PORTUGUESE-STYLE COD and BEANS EN PAPILLOTE by Dorie Greenspan, Everyday Dorie, The Way I Cook

Serves: 1 (Multiply portions as you wish.)

INGREDIENTS:

1/3 cup cooked or canned cannellini beans, rinsed, drained and patted dry

1 garlic clove, slivered

1/2 teaspoon balsamic vinegar, or more to taste

1 1/2 tablespoons extra-virgin olive oil

1/2-1 teaspoon smoked paprika (sweet or hot)

Fine sea salt and freshly ground pepper

2 lemon slices

3 slices from a medium tomato

2 sprigs fresh thyme

1 scallion, white and light green parts only, cut into 1-inch lengths, or 3 tablespoons chopped spring or white onion

One 5-ounce cod fillet, with or without skin, at or close to room temperature

1 tablespoon white wine

DIRECTIONS:

WORKING AHEAD: You can make the packets and refrigerate them for up to 8 hours ahead. Remove before you preheat the oven.

1. Center a rack in the oven and preheat to 450 degrees F. Line a baking sheet with parchment paper, foil or a silicone baking mat. Cut a 15-inch (or close) square piece of parchment or foil, and have kitchen twine on hand.

2. Mix the beans, half of the garlic, the balsamic and ½ tablespoon of the olive oil together in a small bowl. Stir in a generous pinch of paprika and season with salt and pepper. Taste and add more balsamic, paprika, salt and/or pepper, if needed.

3. Place the sheet of parchment or foil on the counter. Start building the dish in the center of the packet. Lay down a slice of lemon, top with 2 slices of tomato and a sprig of thyme. Season with salt/pepper. Spoon on the bean mixture and scatter over half of the scallion or onion. Rub the cod with some paprika, salt and pepper and nestle it into the beans. Scatter over the remaining garlic slivers and scallion or onion. Top with the remaining tomato, lemon and thyme and, once again, season with salt and pepper.
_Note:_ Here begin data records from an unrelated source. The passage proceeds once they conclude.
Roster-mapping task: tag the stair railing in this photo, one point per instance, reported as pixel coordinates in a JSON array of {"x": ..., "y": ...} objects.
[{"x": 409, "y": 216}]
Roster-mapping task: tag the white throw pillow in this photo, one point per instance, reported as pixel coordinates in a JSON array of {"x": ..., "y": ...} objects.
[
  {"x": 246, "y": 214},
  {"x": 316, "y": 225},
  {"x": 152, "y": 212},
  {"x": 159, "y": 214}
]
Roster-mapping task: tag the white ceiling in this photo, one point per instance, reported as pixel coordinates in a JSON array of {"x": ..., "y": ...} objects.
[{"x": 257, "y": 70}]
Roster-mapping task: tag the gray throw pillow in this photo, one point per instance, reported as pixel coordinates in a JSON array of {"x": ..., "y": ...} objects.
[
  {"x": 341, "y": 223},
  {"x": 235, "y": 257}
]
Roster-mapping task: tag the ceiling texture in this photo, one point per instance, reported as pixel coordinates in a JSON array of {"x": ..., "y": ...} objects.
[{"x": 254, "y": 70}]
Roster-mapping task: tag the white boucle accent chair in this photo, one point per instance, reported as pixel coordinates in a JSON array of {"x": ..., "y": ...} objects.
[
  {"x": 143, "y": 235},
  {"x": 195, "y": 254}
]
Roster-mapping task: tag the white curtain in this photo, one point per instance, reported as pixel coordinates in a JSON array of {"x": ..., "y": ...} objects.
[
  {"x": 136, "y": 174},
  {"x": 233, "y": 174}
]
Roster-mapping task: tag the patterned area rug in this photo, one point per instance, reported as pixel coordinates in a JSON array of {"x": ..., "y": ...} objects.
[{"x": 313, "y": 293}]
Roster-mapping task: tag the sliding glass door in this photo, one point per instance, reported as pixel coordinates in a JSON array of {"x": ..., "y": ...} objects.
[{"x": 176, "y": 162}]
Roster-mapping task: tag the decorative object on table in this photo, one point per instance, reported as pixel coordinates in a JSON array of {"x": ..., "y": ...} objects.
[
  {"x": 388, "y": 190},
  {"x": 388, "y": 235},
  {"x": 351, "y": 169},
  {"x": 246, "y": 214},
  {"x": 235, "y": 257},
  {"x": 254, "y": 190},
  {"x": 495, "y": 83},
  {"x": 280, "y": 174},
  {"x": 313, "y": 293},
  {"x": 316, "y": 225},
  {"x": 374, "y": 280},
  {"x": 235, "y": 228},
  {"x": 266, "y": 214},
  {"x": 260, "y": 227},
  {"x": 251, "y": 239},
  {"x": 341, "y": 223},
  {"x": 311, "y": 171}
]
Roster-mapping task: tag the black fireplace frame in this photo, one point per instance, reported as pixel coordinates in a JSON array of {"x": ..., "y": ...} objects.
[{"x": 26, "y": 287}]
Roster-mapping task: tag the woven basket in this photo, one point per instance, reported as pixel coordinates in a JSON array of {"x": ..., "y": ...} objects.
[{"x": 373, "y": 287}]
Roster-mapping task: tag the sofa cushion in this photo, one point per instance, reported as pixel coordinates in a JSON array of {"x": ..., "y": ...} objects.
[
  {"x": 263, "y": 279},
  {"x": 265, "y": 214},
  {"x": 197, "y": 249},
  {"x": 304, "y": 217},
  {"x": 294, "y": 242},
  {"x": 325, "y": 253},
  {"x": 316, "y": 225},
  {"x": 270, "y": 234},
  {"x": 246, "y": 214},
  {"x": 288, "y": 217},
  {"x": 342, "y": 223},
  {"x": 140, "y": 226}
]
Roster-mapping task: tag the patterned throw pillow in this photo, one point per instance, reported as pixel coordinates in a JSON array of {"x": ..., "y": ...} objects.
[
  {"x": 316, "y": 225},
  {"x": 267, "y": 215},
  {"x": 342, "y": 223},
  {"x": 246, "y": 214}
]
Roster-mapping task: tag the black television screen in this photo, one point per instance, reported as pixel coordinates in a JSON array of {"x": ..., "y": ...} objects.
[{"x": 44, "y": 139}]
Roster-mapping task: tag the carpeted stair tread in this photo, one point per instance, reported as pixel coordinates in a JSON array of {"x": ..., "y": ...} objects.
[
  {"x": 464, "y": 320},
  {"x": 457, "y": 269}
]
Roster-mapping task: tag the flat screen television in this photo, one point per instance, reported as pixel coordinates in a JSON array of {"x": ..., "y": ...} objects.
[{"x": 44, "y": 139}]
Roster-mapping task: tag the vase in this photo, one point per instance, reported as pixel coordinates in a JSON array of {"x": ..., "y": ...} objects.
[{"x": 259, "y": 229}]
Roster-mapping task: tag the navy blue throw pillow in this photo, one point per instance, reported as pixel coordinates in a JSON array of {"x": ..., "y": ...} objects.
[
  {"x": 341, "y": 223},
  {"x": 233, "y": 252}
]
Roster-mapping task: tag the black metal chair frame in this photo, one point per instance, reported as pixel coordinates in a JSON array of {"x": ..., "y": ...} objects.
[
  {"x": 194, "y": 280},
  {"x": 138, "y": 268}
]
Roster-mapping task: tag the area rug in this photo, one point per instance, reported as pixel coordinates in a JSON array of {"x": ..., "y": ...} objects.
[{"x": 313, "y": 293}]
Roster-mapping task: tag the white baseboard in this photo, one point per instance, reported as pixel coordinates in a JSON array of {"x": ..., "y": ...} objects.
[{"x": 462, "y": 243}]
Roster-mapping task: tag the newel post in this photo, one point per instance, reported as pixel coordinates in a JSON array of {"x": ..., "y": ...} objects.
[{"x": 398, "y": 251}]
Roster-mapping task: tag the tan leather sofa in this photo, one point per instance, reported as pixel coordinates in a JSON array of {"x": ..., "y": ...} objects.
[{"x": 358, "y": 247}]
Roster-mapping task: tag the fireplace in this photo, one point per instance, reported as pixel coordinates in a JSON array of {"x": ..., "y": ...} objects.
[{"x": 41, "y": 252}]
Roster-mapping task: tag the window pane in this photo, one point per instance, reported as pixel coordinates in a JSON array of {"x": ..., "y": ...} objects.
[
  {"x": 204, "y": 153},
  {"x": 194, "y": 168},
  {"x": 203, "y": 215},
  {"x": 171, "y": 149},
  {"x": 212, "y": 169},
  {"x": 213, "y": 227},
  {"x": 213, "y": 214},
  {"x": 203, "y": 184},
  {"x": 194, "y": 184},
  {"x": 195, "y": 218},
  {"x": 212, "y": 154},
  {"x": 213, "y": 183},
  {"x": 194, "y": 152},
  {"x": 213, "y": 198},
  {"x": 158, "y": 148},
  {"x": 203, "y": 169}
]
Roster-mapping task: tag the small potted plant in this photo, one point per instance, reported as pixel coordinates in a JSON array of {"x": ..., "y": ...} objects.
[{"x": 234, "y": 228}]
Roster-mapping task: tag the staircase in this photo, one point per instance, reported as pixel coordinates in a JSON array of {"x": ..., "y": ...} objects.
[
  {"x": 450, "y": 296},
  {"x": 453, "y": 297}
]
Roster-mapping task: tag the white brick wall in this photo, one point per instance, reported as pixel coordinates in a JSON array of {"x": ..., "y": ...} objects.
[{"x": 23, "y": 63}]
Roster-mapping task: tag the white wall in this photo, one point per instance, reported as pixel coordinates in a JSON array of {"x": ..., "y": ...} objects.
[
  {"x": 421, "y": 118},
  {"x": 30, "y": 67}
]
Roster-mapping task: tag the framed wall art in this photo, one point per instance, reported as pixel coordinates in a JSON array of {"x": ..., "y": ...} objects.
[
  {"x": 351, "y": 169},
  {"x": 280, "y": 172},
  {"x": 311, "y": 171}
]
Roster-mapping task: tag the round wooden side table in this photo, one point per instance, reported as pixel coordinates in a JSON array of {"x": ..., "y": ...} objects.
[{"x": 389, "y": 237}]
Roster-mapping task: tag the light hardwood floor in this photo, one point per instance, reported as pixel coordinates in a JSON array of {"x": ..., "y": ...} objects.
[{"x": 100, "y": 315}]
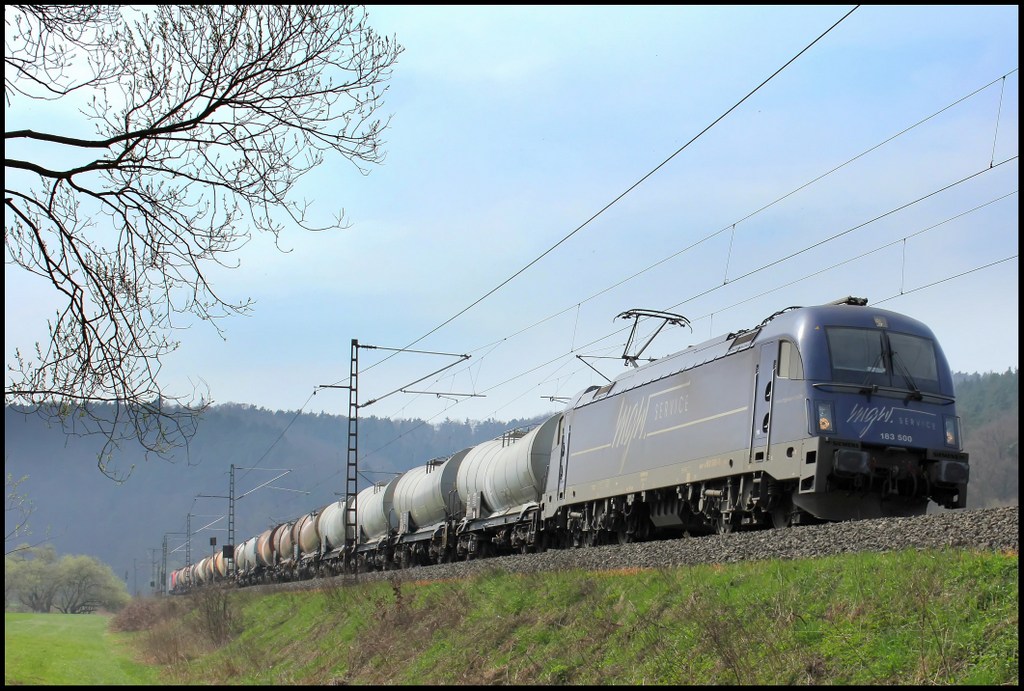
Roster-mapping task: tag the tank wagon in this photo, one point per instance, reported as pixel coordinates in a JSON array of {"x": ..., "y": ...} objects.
[{"x": 832, "y": 413}]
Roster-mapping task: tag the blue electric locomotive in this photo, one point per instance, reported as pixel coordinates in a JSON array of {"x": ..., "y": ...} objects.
[{"x": 829, "y": 413}]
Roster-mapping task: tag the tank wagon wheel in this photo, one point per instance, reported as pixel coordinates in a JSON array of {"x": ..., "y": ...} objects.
[
  {"x": 781, "y": 515},
  {"x": 724, "y": 526}
]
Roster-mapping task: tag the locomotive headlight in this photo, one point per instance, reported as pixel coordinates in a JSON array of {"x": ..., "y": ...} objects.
[
  {"x": 825, "y": 417},
  {"x": 951, "y": 426}
]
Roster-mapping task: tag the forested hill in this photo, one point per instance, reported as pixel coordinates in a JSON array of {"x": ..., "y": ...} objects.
[
  {"x": 80, "y": 511},
  {"x": 988, "y": 406}
]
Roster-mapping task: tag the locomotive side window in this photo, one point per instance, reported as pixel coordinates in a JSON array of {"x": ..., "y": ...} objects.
[{"x": 790, "y": 363}]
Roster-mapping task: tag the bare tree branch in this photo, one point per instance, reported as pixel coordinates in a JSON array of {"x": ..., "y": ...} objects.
[{"x": 203, "y": 120}]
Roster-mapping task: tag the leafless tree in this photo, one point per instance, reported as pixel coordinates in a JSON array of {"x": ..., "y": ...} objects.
[
  {"x": 17, "y": 508},
  {"x": 183, "y": 131}
]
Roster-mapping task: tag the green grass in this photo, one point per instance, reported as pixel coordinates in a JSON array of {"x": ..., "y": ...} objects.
[
  {"x": 70, "y": 649},
  {"x": 938, "y": 617}
]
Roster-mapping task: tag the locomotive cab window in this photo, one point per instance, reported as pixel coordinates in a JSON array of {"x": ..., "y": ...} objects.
[
  {"x": 869, "y": 356},
  {"x": 790, "y": 363}
]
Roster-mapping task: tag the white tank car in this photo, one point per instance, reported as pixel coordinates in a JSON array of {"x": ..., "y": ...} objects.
[
  {"x": 331, "y": 526},
  {"x": 428, "y": 493},
  {"x": 502, "y": 475},
  {"x": 375, "y": 511}
]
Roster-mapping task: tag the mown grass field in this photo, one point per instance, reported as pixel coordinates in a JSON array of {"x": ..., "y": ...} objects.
[
  {"x": 938, "y": 617},
  {"x": 70, "y": 649}
]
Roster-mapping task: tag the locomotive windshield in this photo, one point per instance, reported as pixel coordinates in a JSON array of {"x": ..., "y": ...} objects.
[{"x": 877, "y": 357}]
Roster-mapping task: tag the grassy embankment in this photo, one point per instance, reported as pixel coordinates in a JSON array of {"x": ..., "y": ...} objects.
[{"x": 909, "y": 617}]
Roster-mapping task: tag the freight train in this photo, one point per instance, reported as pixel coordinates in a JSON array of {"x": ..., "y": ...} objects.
[{"x": 829, "y": 413}]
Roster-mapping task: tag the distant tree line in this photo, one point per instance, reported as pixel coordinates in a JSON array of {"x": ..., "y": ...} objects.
[
  {"x": 988, "y": 406},
  {"x": 36, "y": 579}
]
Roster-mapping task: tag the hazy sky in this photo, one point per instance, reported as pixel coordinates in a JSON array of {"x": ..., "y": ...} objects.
[{"x": 881, "y": 162}]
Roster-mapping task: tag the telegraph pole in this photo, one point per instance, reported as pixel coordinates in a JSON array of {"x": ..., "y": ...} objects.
[{"x": 352, "y": 460}]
Pour over the remaining 1 tablespoon oil and the wine. 

4 Lift up the edges of the paper or foil to make a kind of hobo’s sack and tie it tightly at the “neck,” leaving a couple of inches between the ingredients and where you’re securing the bundle. Put the packet on the baking sheet. (Remember, the packet can be prepared up to 8 hours ahead and kept in the refrigerator; let it sit on the counter while you preheat the oven.)

5. Bake for 15 minutes, or until the fish is opaque at the center. Peek in to poke it with a paring knife. If your fillet was under 5 ounces, check at 12 minutes; if it was heavier or cold, check at 15 — you might need a minute or two longer. Because you’re steaming the fish, the risk of overcooking is minimal.

6. Serve the packet immediately, paying attention when you open it — the initial puff of steam is wonderfully fragrant but very fragrant. STORING: There is no keeping this dish once it is cooked.

Snow melt run-off finding its way down the mountain on Independence Pass.